Selene Mize practised law in the United States before taking up a teaching position at the Law Faculty at the University of Otago in Dunedin, New Zealand.
Selene has a BSc (double major in social psychology and communication studies) from Northwestern University, and a JD from Stanford Law School.
Selene started practising law in the United States, clerking for the US Court of Appeals and working in the media litigation department of a New York City law firm. Selene's legal practise in the United States focused on litigation for media defendants. One particularly memorable case involved working on a team defending 60 Minutes in a defamation action brought by an American army lieutenant colonel who was portrayed unfavourably in a segment covering whistleblowing for war crimes.

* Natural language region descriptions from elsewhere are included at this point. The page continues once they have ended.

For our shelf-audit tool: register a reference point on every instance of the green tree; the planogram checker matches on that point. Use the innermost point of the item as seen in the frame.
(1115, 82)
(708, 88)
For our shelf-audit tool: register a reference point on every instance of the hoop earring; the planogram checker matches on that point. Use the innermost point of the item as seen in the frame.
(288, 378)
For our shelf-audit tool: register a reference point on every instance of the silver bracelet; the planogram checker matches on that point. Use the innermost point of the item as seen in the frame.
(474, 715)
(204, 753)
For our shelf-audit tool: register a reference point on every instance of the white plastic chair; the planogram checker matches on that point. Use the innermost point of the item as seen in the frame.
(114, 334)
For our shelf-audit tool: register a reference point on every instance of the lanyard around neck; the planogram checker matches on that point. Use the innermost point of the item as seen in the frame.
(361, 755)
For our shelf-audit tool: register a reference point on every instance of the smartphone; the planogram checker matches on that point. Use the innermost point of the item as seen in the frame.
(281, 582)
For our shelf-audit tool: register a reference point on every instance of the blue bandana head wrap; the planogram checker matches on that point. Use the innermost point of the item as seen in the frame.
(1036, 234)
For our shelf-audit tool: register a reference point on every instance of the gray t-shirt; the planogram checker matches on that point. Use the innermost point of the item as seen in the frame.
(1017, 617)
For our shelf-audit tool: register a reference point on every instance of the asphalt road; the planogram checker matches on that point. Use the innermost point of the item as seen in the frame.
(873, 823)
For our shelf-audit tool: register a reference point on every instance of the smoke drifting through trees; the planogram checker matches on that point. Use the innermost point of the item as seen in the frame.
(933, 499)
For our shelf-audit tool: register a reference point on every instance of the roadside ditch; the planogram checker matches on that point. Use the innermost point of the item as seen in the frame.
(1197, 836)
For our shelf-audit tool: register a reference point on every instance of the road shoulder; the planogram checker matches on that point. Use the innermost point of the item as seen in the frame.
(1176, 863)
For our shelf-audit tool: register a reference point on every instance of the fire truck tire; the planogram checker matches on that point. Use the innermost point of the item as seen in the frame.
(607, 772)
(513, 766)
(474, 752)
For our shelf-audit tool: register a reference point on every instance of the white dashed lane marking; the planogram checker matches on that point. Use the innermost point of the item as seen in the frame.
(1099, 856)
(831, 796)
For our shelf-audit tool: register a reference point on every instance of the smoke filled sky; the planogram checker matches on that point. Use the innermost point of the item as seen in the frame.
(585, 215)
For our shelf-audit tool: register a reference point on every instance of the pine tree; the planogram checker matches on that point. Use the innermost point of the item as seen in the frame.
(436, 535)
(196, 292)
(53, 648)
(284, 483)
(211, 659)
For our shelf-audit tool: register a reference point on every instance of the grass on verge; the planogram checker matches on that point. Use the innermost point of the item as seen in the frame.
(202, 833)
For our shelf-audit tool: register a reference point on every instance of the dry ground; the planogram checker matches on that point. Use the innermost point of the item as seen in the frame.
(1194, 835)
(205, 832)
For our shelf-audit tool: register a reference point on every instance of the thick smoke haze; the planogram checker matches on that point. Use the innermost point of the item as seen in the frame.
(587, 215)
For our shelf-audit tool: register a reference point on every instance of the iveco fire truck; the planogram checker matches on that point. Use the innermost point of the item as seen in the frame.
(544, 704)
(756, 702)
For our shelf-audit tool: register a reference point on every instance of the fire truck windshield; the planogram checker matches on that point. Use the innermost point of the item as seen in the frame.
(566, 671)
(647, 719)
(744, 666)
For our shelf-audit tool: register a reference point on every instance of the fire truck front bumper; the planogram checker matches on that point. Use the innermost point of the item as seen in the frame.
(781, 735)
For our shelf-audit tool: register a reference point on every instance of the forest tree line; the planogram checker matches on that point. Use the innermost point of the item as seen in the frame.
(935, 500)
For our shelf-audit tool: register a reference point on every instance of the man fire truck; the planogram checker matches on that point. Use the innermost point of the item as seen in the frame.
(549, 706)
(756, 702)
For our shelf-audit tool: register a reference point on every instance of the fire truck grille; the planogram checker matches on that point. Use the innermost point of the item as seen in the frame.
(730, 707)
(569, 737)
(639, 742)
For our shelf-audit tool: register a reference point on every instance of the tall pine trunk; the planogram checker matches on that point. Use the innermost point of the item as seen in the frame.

Selene moved to New Zealand in 1985 to take up a teaching position at the Law Faculty at the University of Otago in Dunedin, New Zealand. Her areas of expertise include legal ethics, negotiation and civil liberties. Recent publications have covered the duty to disclose material information to one's client, the code for the portrayal of people in advertising, effective negotiating, indirect discrimination and handling conflicting rights under the NZ Bill of Rights Act.
Selene has coached winners of the International Client Counselling Competition. She has been a fellow of the National Institute for Teaching Ethics and Professionalism in the US and received the Prime Minister's Supreme Award for Tertiary Teaching Excellence in 2009.